偸という字は「ユ」と読むのだろうと、「癒」とか「愉」の連想から思い込んでいたのだが、いざ「偸盗」を入力しようとすると、どうあっても変換されない。しょうがないので単漢字変換とやっても「偸」は出てこない。

さすがに、それで自分の間違いを何十年もたって知ることとなった。

で、漢和辞典を引いて「チュウ」(「トウ」)と読むことを知り、さらに意味は「盗」だと知って驚いた。「偸盗」とは盗むを重ねた言葉だったのか(トウトウとも読むようだが、チュウトウが一般的)。

なぜ偸の読みを知りたくなったのかと言えば、芥川龍之介に「偸盗」という作品があることは知っていて、その言葉を使ってみたかったからだ。が、なにしろ「愉」の連想から「ユ」と読むと考えてしまっていたくらいなので、「快盗」の物語なのだろうと完全に誤解していた。

なので読んでみることにした(青空文庫)。

今昔物語の二次創作(か、あるいはその時代を舞台にしたいわゆる王朝もの)だった。

牛車に轢かれて切断された蛇、流行病で死にかけた女性などを執拗に描写して死というもののあり方を示しながら、しかし語られるのはとある盗賊団の破滅の物語であり、そこに見られる様々な愛情のあり様だった。驚くのはすべての愛が成就することで、ここまで幸福な破滅の諸様相を並べるのはそういったカタログ的な小説を書こうと考えたからなのだろう。

軸となるのは、猪熊老夫婦(盗賊団の中心)とその養女沙金(にして猪熊爺の愛人であり、ターゲットの家の主人を篭絡して内部情報を得ては盗賊団を導く司令塔)とその養女を巡って三角関係にある太郎次郎の兄弟、次郎を恋する猪熊の下女阿濃(妊娠中で相手が誰かは藪の中)、猪熊団を構成する豪傑たちの同士愛だ。

今晩、とある館を襲撃するために盗賊団の面々を猪熊婆が招集する。

養女は太郎に馬を盗むように頼み、次郎には主人と同じく篭絡した館の用心棒に襲撃のことを報せたことを告げる。襲撃を待ち構えている以上は盗賊団は壊滅し、太郎は馬を盗むために無理をしてやはり斬り殺されるだろう。私たち二人は安全である。

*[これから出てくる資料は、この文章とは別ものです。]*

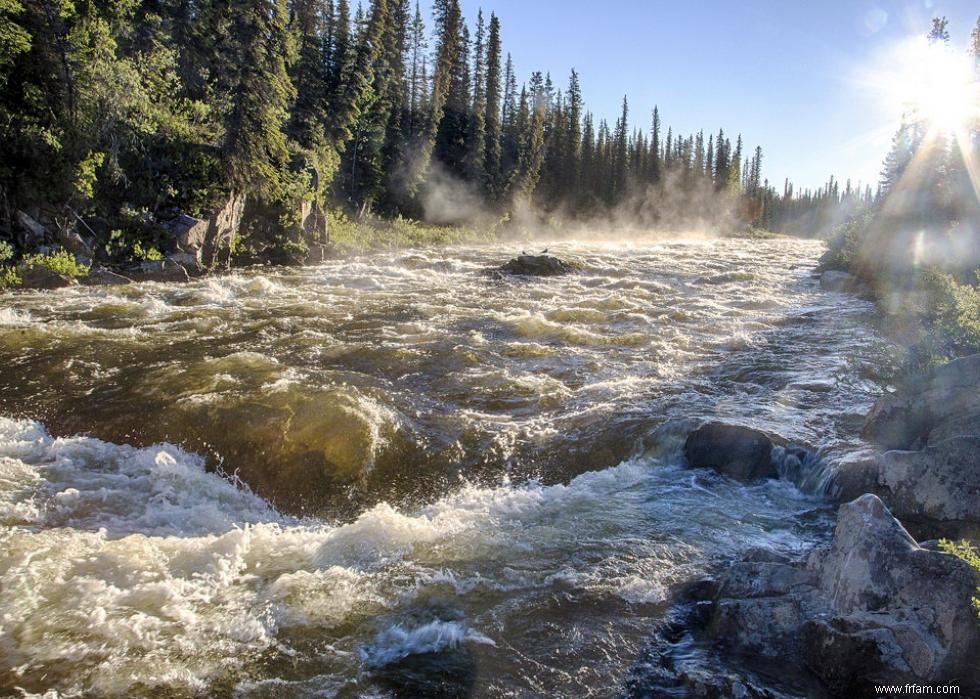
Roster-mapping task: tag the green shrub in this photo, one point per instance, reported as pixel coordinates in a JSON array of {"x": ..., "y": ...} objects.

が、襲撃の直前の描写の次は、追手を殺しながら決死の逃亡を図る次郎の描写に移る。この時間の使い方は鮮烈で、最後には野犬の群れの襲撃(冒頭に出てくる流行病の女性を食べようと出てくるのを次郎に追い払われる因果がある)にまで畳み込まれていく。凄まじい緊迫がある。

そして襲撃の時点に戻って猪熊の婆の爺に対する夫婦愛、爺の自己愛(最後まで自分本位なので赤ん坊にすら自己を投影しきる)、平六の仲間愛(常に仲間の安全を気にかける)、太郎二郎の兄弟愛(殺すか死ぬか矛盾を止揚させるか)、阿濃の次郎への懸想から生まれた子供への愛、沙金の破滅への渇望(物語は彼女の世界に対する復讐のための陰謀でもある)、それぞれの愛の成就が叶う。

すべてが叶った以上は抜け殻を残して物語は終わる。